I finally found out that the song was by Third Eye Blind. "No way," I thought. "That doesn't sound anything like "Semi-Charmed Kind of Life" and there are no hints of that 'will I GRADUATE?' song. I just can't be. The deej messed up." Soon after, I found out that it was, in fact, them.
--I can no longer like that song, I guess.
--But wait, you like(d) that song so much.
--Yeah, but 3eb.
--Still, man, you REALLY liked it. It was your favorite radio song. You even admitted that to yourself. I'm calling you on it.
--But, I like punk rock.
--You were thinking about buying whatever album that song was on.
--That's because I thought the rest of the ablum might be cool like that song is cool.
--Me too. Just because we now know that it probably isn't, though, doesn't mean you can all of the sudden hate that song.
--Nope. Not if you want to keep it real.
So, on that day, "keeping it real" started to mean something. What I like is what I like. Just because stupid people or a the majority might like something, doesn't mean that I can't. Disliking something doesn't make me more interesting.
It may sound dumb, but this realization changed a lot about me. It broadened not only the music I like, but also other things like movies. (Joe Ghiz: I still think Minority Report was boring and Bourne Identity was great. I was being real that weekend.)
So, here's to you, "Never Let You Go" by Third Eye Blind. You made me better people.
"You say that I've changed. Well maybe I did. But even if I've changed. What's wrong with it?"

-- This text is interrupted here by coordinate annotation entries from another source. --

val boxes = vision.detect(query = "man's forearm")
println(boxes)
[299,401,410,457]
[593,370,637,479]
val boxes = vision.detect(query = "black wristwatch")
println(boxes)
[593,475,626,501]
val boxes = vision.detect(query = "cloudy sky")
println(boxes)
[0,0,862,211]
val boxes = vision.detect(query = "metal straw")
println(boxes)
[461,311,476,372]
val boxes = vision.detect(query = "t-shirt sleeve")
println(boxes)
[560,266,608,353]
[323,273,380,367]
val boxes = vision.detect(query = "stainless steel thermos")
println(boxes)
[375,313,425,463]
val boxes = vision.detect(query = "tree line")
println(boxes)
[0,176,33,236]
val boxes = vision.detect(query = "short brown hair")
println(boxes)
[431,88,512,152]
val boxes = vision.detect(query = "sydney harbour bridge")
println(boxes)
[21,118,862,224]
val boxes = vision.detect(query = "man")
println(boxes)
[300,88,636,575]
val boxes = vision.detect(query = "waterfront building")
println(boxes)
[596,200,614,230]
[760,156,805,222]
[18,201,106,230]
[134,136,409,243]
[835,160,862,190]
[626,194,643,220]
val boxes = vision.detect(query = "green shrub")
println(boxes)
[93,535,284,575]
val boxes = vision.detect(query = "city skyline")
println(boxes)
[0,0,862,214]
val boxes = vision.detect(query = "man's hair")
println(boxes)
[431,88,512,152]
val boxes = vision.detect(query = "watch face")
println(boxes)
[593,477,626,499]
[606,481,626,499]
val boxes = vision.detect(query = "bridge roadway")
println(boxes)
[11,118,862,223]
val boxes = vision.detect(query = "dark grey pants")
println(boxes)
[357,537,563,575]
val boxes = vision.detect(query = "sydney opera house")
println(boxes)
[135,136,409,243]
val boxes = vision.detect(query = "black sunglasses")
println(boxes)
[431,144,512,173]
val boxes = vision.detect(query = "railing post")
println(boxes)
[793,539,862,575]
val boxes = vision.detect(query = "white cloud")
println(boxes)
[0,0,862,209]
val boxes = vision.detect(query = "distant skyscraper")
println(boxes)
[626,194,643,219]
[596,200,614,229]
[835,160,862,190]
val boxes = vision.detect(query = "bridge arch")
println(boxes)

(sidenote: maybe Third Eye Blind, lame name and mostly lame music aside, aren't totally lame. From wikipedia: The band gained major label attention after their second demo was released in 1995, including that of Clive Davis, who invited the band to perform a showcase for Arista Records in New York City. During Third Eye Blind concerts at the time, it was customary for the band to have a piñata release candy above their mosh pits, yet at the showcase for the record executives, lead singer Stephan Jenkins released live crickets from the piñata instead.